I know, it is a little bit illogical. I have about 6 bottles of mayonaise sitting in the pantry, just brought from the French supermarket from the holidays. And then I got this craving for home-made mayo. The end was I picked up my whisk and started whisking, because those pots of mayo from France will keep until 2009 at least, won't they?
The reason was I was flipping through Nigel Slater's Appetite, and the pictures looked so good. I just had to make homemade mayo again. I have made mayonaise quite often in the past, but the last couple of times I only used my food processor to make it.
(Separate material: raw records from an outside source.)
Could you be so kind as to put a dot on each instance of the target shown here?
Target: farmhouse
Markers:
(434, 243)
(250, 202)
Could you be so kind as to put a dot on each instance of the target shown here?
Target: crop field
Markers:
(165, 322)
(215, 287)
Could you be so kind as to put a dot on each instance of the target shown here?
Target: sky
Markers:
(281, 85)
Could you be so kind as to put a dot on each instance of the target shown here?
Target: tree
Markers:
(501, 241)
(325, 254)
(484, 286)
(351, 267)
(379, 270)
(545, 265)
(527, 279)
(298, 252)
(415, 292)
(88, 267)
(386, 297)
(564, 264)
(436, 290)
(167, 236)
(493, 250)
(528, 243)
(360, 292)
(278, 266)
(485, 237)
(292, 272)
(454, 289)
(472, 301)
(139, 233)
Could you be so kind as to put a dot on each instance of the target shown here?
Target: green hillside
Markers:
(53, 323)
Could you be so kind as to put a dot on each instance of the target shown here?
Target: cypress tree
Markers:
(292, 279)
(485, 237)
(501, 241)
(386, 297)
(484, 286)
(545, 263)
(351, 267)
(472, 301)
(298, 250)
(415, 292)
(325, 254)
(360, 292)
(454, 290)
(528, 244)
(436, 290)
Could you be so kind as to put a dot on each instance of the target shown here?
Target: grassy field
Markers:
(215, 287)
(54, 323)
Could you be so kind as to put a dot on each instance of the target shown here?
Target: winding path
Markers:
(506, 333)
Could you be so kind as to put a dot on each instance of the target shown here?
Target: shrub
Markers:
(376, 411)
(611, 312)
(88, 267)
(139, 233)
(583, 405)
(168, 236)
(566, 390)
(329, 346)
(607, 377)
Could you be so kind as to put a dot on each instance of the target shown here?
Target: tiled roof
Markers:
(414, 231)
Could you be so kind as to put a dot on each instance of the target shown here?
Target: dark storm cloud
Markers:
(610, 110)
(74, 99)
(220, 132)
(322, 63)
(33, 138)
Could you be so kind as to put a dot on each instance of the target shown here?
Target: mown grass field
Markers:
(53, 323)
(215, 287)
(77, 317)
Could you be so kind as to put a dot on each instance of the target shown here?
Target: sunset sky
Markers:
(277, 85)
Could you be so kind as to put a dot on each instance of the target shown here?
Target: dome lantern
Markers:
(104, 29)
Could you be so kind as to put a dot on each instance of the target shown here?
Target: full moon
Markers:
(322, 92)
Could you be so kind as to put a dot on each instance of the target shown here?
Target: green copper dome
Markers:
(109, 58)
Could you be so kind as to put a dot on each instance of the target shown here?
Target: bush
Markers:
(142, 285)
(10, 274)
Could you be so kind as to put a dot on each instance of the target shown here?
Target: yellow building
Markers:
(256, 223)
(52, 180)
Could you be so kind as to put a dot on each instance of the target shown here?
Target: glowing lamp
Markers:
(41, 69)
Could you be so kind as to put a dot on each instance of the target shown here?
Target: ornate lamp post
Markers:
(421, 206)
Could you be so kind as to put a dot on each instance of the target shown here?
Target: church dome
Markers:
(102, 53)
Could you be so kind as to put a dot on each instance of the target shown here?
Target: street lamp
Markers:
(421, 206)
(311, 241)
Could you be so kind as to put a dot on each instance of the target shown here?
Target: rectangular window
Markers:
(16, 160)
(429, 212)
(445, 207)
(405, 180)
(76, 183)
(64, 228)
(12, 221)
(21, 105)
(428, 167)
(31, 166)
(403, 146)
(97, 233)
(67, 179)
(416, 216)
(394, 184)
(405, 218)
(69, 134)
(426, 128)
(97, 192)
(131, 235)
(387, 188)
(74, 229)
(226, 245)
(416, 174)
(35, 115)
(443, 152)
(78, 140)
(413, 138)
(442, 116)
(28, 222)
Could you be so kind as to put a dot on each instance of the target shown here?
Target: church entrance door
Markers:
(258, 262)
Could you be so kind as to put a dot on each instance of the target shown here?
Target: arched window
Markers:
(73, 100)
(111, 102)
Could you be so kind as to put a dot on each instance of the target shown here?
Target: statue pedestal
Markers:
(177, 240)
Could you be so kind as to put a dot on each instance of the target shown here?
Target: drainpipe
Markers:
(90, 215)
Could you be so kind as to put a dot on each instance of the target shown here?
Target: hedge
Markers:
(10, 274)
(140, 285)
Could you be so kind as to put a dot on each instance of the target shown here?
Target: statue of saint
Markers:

To be honest, this method doesn't always work well. It is quick for sure, but sometimes the mayo will curdle, always when you least expect it to - towards the end, just when you think you have reached the safe stage. Well, you don't. You first won't believe it has really curdled, but it has. Then you get this messy affair, you have to empty the bowl, add a fresh egg yolk, and try it all over again, which makes the whole process a tedious chore. Well, not this time. I whisked it by hand, that didn't take too long and the end result was great. Just like Nigel's picture!
For this mayonaise, I use ordinary sunflower oil, with a little bit of olive oil added at the end. To prepare: take 2 egg yolks, 1 small tablespoon of strong Dijon mustard, a pinch of salt. Take a large bowl and whisk until combined, whisk a bit more, then add a drop of oil; whisk, add more drops of oil; keep whisking. Add the oil very sparingly and slowly in the beginning, later on you can add more, even oil in a small stream. Add up to 2 dl. of oil.
For taste, I added the wonderful Japanese grain vinegar, Mizkan. You can add 2 to 3 tablespoons, or more to your liking. I find I am always too modest in adding vinegar. One trick is to have a pot of shop-bought mayo (your favorite kind) at hand, and taste both mayonaises to compare. You will be surprised. Those French mayos, for example, can be very vinegary! Sometimes I add a tablespoon of honey for a softer, light tasting mayo. If your mayonaise is too thick, you can dilute it with some tablespoons of boiling water. This works very well! Have it with anything you like, and keep the rest (if there is any) in the refrigerator, where it will stiffen up more. You could also add fresh herbs or garlic to make a stronger tasting sauce.